Anyway, two thumbs up!
How do we recognize pseudoscientific claims? Clinical Psychologist Scott Lilienfield (2005, p. 40) lists:
* The claim is unfalsifiable. There are no control standards and every outcome can be explained after the fact.
* An emphasis on confirmation rather than refutation
* Place the burden of proof on the buyer rather than the maker of the claim
* Excessive reliance on anecdotal and testimonial evidence to substantiate claims
* Evasion of scientific peer review
* Failure to build on existing scientific knowledge (lack of connectivity)
The book tackles all these issues, as well as chance, multiple causation, probabilistic reasoning, artificial settings for experimentation, and correlation and causation.
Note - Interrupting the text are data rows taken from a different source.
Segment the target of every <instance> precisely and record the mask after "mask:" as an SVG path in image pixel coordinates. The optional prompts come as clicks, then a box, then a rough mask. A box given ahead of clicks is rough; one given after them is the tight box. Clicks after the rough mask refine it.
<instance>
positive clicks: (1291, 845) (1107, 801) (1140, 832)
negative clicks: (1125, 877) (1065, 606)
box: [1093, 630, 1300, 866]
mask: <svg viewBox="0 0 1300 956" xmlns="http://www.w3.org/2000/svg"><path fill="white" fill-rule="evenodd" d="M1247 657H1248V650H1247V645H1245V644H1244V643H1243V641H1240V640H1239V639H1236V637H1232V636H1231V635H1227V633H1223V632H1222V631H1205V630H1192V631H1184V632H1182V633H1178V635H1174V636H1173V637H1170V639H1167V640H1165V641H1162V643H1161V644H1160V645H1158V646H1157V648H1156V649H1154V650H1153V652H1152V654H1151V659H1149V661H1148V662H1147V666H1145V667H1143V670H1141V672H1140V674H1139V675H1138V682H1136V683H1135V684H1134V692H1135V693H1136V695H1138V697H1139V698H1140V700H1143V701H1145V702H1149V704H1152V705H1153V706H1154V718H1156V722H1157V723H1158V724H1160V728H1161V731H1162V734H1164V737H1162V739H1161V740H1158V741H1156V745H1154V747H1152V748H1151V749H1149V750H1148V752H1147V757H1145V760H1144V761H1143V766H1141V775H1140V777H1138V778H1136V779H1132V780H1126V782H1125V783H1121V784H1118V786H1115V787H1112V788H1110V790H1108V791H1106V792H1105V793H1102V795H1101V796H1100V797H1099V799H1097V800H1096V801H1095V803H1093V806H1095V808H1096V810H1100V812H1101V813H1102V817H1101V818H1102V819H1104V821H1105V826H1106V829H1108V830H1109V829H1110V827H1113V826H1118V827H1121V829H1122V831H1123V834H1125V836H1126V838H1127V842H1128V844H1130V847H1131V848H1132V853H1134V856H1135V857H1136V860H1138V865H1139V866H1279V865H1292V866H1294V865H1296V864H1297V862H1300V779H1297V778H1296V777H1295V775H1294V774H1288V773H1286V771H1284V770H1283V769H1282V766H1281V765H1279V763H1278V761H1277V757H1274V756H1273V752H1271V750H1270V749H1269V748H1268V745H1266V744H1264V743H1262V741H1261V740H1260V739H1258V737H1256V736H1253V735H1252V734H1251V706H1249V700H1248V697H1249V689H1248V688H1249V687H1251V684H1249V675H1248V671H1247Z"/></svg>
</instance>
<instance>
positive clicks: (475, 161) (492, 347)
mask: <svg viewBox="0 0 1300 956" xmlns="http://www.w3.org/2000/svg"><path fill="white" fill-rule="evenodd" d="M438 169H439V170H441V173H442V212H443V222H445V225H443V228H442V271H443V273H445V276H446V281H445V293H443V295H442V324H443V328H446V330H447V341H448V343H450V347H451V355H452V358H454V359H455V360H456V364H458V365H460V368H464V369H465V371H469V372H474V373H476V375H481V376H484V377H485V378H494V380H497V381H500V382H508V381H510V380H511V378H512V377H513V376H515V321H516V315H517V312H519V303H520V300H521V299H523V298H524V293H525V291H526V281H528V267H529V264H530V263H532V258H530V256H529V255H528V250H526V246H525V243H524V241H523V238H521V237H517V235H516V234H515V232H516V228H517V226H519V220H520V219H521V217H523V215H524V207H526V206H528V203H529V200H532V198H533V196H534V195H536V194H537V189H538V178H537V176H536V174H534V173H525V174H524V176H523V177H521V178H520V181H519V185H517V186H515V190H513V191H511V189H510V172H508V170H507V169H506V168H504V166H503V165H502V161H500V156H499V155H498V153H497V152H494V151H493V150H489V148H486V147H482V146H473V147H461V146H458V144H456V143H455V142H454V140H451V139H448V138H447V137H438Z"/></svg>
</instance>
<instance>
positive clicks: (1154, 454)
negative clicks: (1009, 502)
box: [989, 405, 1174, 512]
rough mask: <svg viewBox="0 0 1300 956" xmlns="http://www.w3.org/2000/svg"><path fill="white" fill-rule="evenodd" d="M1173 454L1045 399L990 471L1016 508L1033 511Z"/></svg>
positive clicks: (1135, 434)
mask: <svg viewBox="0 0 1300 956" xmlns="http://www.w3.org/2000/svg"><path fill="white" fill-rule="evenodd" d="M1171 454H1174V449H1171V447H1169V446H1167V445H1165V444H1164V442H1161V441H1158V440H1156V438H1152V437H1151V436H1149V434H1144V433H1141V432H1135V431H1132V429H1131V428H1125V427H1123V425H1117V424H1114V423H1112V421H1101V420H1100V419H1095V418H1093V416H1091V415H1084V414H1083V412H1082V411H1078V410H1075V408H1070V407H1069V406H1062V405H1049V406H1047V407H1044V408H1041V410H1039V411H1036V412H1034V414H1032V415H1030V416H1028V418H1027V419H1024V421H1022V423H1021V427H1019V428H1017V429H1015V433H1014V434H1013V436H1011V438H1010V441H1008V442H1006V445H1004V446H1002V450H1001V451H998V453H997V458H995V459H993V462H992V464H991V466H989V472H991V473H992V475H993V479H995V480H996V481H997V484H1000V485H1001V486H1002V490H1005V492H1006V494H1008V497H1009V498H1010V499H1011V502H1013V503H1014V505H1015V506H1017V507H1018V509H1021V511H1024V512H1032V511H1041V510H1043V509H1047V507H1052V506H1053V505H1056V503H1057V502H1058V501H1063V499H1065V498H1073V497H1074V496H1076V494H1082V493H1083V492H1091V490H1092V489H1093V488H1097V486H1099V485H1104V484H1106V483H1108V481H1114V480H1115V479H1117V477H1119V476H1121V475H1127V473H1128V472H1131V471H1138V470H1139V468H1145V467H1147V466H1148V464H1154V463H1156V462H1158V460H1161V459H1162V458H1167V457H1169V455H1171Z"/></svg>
Stanovich develops the book extremely well, with hundreds of references and powerful statistics as he tackles some of the most prominent pseudoscience of our day. He gives countless examples, including facilitated communication (where an aide supposedly could help autistic children communicate and became such a fad in the 90's that many parents went to jail on the sexual abuse charges that "came out"), infomercials with celebrity endorsements but no scientific success, miracle pills, esp, and much of popular "psychology".
This book gives you the tools to understand scientific claims. It's extremely powerful and only 200 pages. When you understand the tools to evaluate if something sounds to good to be true, you'll become a much more informed citizen.